Because it's built on top of [DataFusion](https://github.com/apache/arrow-datafusion), LanceDB
embraces the utilization of standard SQL expressions as predicates for filtering operations.
It can be used during vector search, update, and deletion operations.

Currently, Lance supports a growing list of SQL expressions.

* ``>``, ``>=``, ``<``, ``<=``, ``=``
* ``AND``, ``OR``, ``NOT``
* ``IS NULL``, ``IS NOT NULL``
* ``IS TRUE``, ``IS NOT TRUE``, ``IS FALSE``, ``IS NOT FALSE``
* ``IN``
* ``LIKE``, ``NOT LIKE``
* ``CAST``
* ``regexp_match(column, pattern)``

For example, the following filter string is acceptable:

=== "Python"

    ```python
    tbl.search([100, 102]) \
       .where("(item IN ('item 0', 'item 2')) AND (id > 10)") \
       .to_arrow()
    ```

=== "Javascript"

    ```javascript
    await tbl.search(Array(1536).fill(0))
       .where("(item IN ('item 0', 'item 2')) AND (id > 10)")
       .execute()
    ```


If your column name contains special characters or is a [SQL Keyword](https://docs.rs/sqlparser/latest/sqlparser/keywords/index.html),
you can use backtick (`` ` ``) to escape it. For nested fields, each segment of the
path must be wrapped in backticks.

=== "SQL"
    ```sql
    `CUBE` = 10 AND `column name with space` IS NOT NULL
      AND `nested with space`.`inner with space` < 2
    ```

!!! warning
    Field names containing periods (``.``) are not supported.

Literals for dates, timestamps, and decimals can be written by writing the string
value after the type name. For example

=== "SQL"
    ```sql
    date_col = date '2021-01-01'
    and timestamp_col = timestamp '2021-01-01 00:00:00'
    and decimal_col = decimal(8,3) '1.000'
    ```

For timestamp columns, the precision can be specified as a number in the type
parameter. Microsecond precision (6) is the default.

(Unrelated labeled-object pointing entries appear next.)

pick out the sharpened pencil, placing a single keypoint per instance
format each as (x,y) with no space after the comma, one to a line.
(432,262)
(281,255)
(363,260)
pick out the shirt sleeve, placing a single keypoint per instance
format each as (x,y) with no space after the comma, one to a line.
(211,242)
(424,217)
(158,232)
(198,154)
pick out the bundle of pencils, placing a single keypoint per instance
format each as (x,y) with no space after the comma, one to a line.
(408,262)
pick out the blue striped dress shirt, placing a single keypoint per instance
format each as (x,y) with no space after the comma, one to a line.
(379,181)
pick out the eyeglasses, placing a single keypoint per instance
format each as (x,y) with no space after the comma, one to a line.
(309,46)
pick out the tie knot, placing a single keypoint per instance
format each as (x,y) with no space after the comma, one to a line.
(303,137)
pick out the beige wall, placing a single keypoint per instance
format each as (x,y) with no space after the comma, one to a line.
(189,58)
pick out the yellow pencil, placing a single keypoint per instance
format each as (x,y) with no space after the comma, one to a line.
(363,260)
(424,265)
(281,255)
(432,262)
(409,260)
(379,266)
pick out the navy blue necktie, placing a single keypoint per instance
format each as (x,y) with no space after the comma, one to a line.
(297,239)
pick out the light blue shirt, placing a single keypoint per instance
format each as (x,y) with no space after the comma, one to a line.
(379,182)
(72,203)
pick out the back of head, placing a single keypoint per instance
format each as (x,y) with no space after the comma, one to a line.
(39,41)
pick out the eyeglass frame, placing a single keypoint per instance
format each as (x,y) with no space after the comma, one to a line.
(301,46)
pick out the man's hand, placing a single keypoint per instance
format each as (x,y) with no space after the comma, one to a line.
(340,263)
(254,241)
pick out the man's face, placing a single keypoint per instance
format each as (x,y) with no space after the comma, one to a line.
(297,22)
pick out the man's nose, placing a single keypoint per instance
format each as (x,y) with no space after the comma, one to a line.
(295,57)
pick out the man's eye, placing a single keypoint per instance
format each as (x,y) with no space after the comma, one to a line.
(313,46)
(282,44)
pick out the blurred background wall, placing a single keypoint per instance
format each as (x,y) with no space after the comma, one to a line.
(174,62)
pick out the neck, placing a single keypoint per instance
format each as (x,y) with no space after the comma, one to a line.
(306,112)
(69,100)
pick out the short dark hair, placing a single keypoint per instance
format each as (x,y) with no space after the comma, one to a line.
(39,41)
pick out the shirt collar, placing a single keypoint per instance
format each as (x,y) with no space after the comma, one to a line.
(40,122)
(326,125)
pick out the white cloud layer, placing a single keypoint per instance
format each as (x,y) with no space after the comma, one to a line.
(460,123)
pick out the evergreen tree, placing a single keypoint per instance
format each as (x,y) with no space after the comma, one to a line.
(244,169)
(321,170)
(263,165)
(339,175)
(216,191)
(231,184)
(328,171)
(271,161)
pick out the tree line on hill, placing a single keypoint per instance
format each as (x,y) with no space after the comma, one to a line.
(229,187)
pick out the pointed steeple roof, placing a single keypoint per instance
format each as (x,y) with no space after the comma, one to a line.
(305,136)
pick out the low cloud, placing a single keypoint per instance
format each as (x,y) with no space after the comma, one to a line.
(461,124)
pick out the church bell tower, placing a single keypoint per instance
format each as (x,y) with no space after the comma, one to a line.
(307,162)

| SQL              | Time unit    |
|------------------|--------------|
| ``timestamp(0)`` | Seconds      |
| ``timestamp(3)`` | Milliseconds |
| ``timestamp(6)`` | Microseconds |
| ``timestamp(9)`` | Nanoseconds  |

LanceDB internally stores data in [Apache Arrow](https://arrow.apache.org/) format.
The mapping from SQL types to Arrow types is:

| SQL type | Arrow type |
|----------|------------|
| ``boolean`` | ``Boolean`` |
| ``tinyint`` / ``tinyint unsigned`` | ``Int8`` / ``UInt8`` |
| ``smallint`` / ``smallint unsigned`` | ``Int16`` / ``UInt16`` |
| ``int`` or ``integer`` / ``int unsigned`` or ``integer unsigned`` | ``Int32`` / ``UInt32`` |
| ``bigint`` / ``bigint unsigned`` | ``Int64`` / ``UInt64`` |
| ``float`` | ``Float32`` |
| ``double`` | ``Float64`` |
| ``decimal(precision, scale)`` | ``Decimal128`` |
| ``date`` | ``Date32`` |
| ``timestamp`` | ``Timestamp`` [^1] |
| ``string`` | ``Utf8`` |
| ``binary`` | ``Binary`` |

[^1]: See precision mapping in previous table.


## Filtering without Vector Search

You can also filter your data without search.

=== "Python"
      ```python
      tbl.search().where("id = 10").limit(10).to_arrow()
      ```

=== "JavaScript"
      ```javascript
      await tbl.where('id = 10').limit(10).execute()
      ```

!!! warning
    If your table is large, this could potentially return a very large
    amount of data. Please be sure to use a `limit` clause unless
    you're sure you want to return the whole result set.